3. The aluminum alloy frame rear section structure of claim 2, wherein the distance from the induction hole to the front end face of the rear side member is 1/20 to 1/10 times the length of the rear side member, and the distance from the induction hole to one side of the rear side member is equal to the distance from the induction hole to the other side of the rear side member.

4. The aluminum alloy frame rear section structure of claim 3, wherein the length of the induction hole is 1/2-3/5 times the width of the rear section side member, and the width thereof is 1/10-1/8 times the width of the rear section side member.

5. The aluminum alloy frame rear section structure of claim 1, further comprising a rear axle support connected to the rear section side member and used for connecting the rear axle frame, wherein the energy-absorbing type joining beam and the rear axle support are vacuum die-cast members made of aluminum alloy, and the rear section side member and the rear section cross member are extruded pieces made of aluminum alloy.

6. The aluminum alloy frame rear section structure of any one of claims 1-5, wherein the energy-absorbing type engagement beam comprises a frame body and a staggered partition plate for partitioning the interior of the frame body into a plurality of compartments, the frame body is used for connecting the middle section longitudinal beam, the rear axle frame, the rear door frame and the rear section longitudinal beam.

7. The aluminum alloy frame rear section structure of claim 6, wherein the compartment extends in a transverse direction of the energy-absorbing adapter beam.

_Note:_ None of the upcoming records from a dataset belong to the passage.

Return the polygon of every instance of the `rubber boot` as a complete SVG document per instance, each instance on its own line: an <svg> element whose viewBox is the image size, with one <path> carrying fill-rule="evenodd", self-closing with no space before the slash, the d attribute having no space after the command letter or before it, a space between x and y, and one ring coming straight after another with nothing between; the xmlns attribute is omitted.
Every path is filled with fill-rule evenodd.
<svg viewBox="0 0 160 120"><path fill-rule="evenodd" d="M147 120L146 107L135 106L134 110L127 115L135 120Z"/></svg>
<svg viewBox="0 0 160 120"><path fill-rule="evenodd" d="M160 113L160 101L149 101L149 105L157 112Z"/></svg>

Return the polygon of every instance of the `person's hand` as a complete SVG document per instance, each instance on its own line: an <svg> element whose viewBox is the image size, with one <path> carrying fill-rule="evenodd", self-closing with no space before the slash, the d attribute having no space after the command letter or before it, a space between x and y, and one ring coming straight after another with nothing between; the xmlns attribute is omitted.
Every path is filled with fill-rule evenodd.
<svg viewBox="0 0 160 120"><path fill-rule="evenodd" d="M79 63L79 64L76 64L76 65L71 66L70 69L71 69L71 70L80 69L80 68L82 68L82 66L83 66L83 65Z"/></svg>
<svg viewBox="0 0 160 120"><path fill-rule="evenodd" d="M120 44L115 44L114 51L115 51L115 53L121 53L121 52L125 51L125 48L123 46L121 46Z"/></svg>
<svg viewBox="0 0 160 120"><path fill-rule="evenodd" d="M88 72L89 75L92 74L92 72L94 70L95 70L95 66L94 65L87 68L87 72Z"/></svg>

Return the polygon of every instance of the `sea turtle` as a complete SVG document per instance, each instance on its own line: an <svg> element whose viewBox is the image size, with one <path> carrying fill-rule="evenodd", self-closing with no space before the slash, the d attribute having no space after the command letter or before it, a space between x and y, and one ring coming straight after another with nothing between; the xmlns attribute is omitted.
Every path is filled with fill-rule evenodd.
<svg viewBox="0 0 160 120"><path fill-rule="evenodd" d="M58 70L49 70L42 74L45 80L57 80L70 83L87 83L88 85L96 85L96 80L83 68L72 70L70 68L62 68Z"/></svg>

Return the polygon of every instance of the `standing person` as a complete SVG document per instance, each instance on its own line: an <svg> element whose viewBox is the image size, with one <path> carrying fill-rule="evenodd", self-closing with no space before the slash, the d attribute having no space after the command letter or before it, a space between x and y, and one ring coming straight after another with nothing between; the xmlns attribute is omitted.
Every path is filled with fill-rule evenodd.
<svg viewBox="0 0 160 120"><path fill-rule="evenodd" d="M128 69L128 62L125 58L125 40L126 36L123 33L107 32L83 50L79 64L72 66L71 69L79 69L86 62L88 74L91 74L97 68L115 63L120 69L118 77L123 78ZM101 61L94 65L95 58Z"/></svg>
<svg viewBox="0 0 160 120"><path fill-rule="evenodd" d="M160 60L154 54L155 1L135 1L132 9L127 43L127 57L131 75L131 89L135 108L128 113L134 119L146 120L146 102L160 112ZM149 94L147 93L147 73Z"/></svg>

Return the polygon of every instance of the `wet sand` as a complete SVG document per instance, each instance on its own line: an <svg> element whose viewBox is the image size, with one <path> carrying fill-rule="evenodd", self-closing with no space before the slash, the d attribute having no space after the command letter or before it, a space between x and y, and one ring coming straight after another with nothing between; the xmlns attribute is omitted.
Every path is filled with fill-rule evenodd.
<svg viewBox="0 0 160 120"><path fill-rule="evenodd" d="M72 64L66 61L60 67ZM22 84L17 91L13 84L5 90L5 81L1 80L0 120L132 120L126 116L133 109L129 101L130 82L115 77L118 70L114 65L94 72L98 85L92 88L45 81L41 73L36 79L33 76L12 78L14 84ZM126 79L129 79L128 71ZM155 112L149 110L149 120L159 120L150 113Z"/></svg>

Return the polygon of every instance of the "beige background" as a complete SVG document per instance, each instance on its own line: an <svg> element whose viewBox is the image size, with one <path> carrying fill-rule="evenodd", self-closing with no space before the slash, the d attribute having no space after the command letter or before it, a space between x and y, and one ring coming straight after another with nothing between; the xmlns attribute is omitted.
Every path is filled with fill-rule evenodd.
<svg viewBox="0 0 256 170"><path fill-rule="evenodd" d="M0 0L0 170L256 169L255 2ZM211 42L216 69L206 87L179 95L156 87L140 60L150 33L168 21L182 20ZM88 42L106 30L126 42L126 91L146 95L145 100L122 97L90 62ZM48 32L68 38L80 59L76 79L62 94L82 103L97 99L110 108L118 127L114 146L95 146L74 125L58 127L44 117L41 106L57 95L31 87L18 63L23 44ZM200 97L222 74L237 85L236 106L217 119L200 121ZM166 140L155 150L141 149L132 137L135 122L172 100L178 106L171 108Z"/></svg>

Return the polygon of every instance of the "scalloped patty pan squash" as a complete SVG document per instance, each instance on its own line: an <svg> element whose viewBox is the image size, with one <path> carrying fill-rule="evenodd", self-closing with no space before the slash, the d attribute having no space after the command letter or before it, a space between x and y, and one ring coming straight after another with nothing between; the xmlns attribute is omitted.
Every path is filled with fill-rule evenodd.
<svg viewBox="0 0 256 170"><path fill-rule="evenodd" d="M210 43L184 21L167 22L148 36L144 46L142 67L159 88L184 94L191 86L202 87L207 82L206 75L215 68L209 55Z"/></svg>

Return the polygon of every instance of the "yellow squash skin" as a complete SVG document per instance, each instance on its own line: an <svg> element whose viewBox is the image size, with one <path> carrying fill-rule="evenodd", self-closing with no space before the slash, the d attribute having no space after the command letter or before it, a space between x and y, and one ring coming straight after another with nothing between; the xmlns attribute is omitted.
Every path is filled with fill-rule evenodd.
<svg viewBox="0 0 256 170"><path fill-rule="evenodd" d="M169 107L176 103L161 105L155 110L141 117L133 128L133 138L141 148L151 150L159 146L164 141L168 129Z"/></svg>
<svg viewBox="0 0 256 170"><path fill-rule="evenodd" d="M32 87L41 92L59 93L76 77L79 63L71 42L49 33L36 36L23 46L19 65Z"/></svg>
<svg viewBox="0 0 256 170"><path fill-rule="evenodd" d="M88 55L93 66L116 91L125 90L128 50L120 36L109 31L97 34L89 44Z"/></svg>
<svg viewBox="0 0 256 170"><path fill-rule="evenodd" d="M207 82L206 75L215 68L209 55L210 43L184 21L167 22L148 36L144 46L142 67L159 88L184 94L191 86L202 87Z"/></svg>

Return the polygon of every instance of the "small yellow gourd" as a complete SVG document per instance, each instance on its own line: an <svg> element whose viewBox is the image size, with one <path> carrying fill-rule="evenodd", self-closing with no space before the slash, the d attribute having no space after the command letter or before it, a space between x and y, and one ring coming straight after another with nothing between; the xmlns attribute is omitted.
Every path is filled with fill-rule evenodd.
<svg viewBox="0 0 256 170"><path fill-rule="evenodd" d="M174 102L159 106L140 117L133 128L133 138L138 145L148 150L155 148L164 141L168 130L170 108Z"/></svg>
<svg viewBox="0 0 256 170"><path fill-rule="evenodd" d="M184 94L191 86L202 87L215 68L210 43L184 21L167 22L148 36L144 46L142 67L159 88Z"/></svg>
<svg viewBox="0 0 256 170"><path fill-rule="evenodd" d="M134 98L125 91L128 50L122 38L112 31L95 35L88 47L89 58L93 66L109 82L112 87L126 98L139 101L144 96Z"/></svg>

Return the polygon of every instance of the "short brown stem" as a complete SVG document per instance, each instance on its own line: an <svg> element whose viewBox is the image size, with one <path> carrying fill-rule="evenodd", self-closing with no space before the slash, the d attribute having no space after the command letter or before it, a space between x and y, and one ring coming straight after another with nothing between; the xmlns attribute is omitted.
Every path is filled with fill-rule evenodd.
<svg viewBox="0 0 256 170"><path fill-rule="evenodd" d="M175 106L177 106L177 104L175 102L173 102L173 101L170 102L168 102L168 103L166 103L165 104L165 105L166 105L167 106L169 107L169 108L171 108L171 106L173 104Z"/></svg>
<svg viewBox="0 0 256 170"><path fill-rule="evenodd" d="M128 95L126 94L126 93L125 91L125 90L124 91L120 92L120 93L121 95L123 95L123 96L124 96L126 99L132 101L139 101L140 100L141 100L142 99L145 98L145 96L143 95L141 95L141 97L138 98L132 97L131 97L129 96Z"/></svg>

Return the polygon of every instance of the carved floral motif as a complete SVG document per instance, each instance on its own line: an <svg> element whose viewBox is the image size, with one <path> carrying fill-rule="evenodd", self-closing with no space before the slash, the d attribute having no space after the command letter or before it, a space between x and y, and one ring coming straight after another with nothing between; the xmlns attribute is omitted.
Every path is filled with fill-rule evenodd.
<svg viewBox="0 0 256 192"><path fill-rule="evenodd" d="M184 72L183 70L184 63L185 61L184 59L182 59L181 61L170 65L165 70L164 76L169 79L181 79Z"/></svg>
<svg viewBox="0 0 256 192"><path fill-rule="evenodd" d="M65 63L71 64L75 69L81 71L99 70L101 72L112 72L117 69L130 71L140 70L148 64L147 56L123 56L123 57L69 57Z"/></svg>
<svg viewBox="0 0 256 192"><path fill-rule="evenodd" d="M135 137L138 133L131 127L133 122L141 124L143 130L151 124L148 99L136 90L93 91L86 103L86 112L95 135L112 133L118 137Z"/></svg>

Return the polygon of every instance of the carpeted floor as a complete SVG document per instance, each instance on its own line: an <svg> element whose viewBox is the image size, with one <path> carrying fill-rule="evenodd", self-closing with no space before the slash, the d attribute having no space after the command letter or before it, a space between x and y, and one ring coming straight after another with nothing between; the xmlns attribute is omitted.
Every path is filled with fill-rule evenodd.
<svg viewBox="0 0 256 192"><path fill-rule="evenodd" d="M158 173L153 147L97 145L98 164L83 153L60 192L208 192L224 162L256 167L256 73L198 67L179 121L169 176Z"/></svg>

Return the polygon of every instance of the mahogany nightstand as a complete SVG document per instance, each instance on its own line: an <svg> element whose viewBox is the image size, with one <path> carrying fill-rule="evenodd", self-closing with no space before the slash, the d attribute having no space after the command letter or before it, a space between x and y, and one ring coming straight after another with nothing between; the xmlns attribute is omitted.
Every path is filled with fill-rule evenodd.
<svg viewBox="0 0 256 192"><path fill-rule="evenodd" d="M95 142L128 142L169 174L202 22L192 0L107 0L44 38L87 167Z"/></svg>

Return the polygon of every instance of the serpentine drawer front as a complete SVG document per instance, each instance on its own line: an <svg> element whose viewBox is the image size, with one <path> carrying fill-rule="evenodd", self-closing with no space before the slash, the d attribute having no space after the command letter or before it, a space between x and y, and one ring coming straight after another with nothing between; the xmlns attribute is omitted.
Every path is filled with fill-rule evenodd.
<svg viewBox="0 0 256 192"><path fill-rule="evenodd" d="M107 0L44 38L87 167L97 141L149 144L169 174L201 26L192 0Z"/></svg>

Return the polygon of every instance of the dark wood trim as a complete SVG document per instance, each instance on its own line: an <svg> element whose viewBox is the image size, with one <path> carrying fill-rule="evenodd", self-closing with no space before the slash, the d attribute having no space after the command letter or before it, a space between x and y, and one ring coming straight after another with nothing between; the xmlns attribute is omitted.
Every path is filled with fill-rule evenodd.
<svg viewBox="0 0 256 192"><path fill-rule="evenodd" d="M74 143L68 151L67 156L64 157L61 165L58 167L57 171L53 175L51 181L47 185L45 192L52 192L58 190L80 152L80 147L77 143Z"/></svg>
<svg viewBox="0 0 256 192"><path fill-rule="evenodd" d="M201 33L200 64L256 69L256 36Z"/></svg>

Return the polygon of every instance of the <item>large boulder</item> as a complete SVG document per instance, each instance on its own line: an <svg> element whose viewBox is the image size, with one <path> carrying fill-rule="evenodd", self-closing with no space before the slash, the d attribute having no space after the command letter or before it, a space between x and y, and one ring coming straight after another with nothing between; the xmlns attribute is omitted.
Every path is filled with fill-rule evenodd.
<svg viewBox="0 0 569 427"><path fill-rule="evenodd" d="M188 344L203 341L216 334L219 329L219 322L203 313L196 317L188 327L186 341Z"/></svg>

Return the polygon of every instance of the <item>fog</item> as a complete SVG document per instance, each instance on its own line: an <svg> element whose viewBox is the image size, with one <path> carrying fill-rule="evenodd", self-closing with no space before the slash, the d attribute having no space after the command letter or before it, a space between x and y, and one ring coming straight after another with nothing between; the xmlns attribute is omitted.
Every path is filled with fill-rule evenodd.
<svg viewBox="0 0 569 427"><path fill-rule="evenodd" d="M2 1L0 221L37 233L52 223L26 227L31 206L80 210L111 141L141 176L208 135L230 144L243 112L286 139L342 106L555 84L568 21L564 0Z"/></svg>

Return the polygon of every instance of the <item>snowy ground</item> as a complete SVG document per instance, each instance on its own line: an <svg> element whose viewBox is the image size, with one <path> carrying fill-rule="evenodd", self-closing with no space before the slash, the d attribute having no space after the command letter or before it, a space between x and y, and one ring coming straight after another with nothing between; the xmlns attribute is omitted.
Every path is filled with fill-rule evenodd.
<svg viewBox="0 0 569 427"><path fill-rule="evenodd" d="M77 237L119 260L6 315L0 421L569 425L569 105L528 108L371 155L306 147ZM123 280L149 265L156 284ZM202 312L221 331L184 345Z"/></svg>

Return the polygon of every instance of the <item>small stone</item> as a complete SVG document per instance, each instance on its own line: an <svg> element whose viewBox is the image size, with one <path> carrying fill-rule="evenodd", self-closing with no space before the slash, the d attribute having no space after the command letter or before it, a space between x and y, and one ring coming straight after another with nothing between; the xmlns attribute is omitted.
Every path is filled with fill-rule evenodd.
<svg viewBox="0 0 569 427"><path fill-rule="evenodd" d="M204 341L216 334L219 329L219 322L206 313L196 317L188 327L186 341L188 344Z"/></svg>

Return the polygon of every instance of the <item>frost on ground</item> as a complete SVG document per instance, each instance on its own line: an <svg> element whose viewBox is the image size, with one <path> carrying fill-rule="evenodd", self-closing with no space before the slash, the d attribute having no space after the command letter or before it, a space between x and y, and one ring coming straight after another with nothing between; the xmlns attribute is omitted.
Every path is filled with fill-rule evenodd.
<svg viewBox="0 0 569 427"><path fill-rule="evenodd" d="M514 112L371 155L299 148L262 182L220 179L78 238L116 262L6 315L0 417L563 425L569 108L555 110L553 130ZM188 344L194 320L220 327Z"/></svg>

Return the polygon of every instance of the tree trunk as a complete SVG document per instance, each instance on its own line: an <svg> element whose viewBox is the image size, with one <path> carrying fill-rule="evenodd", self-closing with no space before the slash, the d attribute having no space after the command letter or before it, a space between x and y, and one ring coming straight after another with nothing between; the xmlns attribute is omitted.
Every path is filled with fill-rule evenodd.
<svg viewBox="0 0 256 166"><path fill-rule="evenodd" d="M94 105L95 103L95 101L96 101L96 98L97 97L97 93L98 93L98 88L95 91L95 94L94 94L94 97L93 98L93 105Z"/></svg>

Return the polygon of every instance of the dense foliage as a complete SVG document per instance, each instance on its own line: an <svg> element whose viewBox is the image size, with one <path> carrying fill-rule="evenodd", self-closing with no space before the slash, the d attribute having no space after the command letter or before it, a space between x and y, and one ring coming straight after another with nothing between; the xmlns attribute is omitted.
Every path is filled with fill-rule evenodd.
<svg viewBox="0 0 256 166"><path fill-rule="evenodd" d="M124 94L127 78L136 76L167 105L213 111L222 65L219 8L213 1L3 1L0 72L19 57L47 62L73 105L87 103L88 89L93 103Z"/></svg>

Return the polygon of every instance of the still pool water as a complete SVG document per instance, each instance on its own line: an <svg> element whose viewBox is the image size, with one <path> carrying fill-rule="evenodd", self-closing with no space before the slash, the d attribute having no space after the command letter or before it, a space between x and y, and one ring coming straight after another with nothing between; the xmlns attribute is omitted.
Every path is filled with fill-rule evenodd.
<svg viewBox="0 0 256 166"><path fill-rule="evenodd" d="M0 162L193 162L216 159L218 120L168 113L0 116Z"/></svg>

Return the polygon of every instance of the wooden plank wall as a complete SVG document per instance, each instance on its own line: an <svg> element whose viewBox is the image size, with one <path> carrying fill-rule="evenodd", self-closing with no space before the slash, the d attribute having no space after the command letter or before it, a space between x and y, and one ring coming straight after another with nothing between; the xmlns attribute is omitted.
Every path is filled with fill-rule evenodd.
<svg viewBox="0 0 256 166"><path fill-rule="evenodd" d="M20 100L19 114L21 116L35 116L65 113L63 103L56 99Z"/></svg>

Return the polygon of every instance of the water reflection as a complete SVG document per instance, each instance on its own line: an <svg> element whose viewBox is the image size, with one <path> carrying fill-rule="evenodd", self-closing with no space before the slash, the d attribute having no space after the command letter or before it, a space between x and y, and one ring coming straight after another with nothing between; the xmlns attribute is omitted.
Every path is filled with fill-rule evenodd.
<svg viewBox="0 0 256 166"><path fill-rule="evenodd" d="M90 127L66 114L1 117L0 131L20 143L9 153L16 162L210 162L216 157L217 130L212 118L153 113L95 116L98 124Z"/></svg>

8. The aluminum alloy frame rear section structure of claim 6, wherein the frame body includes a first angled surface at a rear end thereof for mating connection with the rear section rail and a second angled surface at a front end thereof for mating connection with the center section rail.

9. The aluminum alloy frame rear section structure of claim 8, wherein the connection between the frame body and the rear section side member comprises a bolted connection, a structural adhesive bonding and/or a riveted connection, and the connection between the frame body and the middle section side member comprises a bolted connection, a structural adhesive bonding and/or a riveted connection.

10. A passenger car characterized by comprising the aluminum alloy frame rear section structure according to any one of claims 1 to 9.